I am so impressed and grateful for the care that Dr.. Danilo, that every time I get a chance to give a positive review, I can not resist! The level of care he provides far exceeds that of any other doctor I have ever seen. I am so impressed. He patiently explained every detail of the treatment plan for my broken Knee to me and really took the time to listen and answer all the questions I had.. If I ever have to refer someone I know to an orthopedic surgeon, I will insist that they see Dr.. Danilo Velandia. There is no one else I would turn to if I needed one again. Thank you Dr. Danilo for the great care you have given me!

Raul Cespedes Orthopedics and Traumatology Patient

I have seen Dr.. Danilo Velandia a couple of times in Bogotá and I'll be back, it's been great so far. No pressure to rush to surgery, great advantage. Gives good information and options from the first day to the surgery process. All staff are friendly and helpful highly qualified, He has been the most proactive and helpful medical person I have dealt with and I am really very happy. Your diligence has made sure you get the help you need, and it even helped me avoid forgetting things. Thank you very much indeed! I am very happy with my visits with him. Highly recommended Dr. Danilo Velandia and his team of professionals!

Pedro Mutis Orthopedics and Traumatology Patient

My experience as a patient of Dr.. Daniel has been extremely positive. Performed surgery on my right shoulder, completely relieving my symptoms. He patiently listened to my concerns, answered my many questions and provided insightful information, but not too technical. The doctor. Danilo made himself available both before and after my surgery to address my pre-surgery nerves and my post-surgery expectations.. He was always professional, patient and attentive. I feel very lucky that when I could no longer suffer with the symptoms, my husband, who recommended me to Dr.. Danilo Velandia.

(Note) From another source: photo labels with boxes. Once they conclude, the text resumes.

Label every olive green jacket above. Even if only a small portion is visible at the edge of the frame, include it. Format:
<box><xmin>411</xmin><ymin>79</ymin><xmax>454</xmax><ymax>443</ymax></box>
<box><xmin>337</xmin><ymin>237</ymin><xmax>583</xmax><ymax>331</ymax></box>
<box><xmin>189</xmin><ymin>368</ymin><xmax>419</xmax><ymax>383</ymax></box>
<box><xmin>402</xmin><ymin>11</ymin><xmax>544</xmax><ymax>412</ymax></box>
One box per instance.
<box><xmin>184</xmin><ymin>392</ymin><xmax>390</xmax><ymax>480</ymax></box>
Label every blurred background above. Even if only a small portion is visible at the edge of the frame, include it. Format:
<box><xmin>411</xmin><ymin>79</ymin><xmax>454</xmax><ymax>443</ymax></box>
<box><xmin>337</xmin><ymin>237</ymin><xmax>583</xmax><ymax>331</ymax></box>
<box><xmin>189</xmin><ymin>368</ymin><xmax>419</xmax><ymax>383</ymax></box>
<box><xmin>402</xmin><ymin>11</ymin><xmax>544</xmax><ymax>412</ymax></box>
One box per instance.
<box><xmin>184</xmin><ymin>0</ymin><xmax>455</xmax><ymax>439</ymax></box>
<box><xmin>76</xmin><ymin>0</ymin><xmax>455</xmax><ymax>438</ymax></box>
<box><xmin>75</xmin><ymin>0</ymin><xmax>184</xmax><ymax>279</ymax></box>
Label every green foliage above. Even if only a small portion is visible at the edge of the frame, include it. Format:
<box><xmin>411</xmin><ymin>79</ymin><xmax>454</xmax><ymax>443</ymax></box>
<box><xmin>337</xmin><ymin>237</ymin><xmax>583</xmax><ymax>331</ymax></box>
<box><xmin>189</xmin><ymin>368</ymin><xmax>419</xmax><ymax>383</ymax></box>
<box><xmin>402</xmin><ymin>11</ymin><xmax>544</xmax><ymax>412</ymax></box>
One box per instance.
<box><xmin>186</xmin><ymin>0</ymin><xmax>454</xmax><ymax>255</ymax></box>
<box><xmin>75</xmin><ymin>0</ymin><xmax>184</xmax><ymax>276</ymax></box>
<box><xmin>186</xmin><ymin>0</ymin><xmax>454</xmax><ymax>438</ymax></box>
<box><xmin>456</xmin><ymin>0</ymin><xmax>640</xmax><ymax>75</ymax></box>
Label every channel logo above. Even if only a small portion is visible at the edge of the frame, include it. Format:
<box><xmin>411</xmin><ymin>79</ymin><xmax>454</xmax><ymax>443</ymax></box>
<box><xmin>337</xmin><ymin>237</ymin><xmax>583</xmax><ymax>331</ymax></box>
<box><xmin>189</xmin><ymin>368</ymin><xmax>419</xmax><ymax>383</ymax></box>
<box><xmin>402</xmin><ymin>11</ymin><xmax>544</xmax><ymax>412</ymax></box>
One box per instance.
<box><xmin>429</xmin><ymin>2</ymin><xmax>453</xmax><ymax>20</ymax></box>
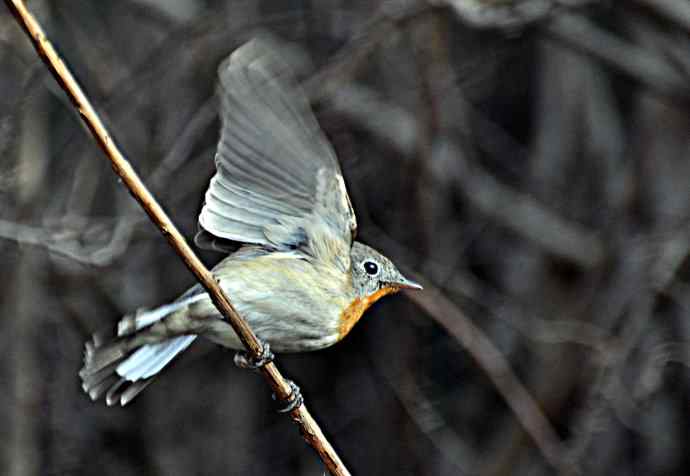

Maria lopez Orthopedics and Traumatology Patient

After playing competitive soccer for several years, I broke my anterior cruciate ligament and meniscus. I was very nervous about the long process of surgery and recovery really is a life changing process, I thought I would lose everything since sport is my life and my passion, but Dr.. Danilo Velandia was very helpful, informative and reassuring, he really knew how to handle the situation. My surgery went smoothly and my recovery went according to plan. The doctor. Danilo was present every step of the way and showed his medical competence, as well as his natural compassion, Thank you very much and very grateful, I have been able to continue with my day to day.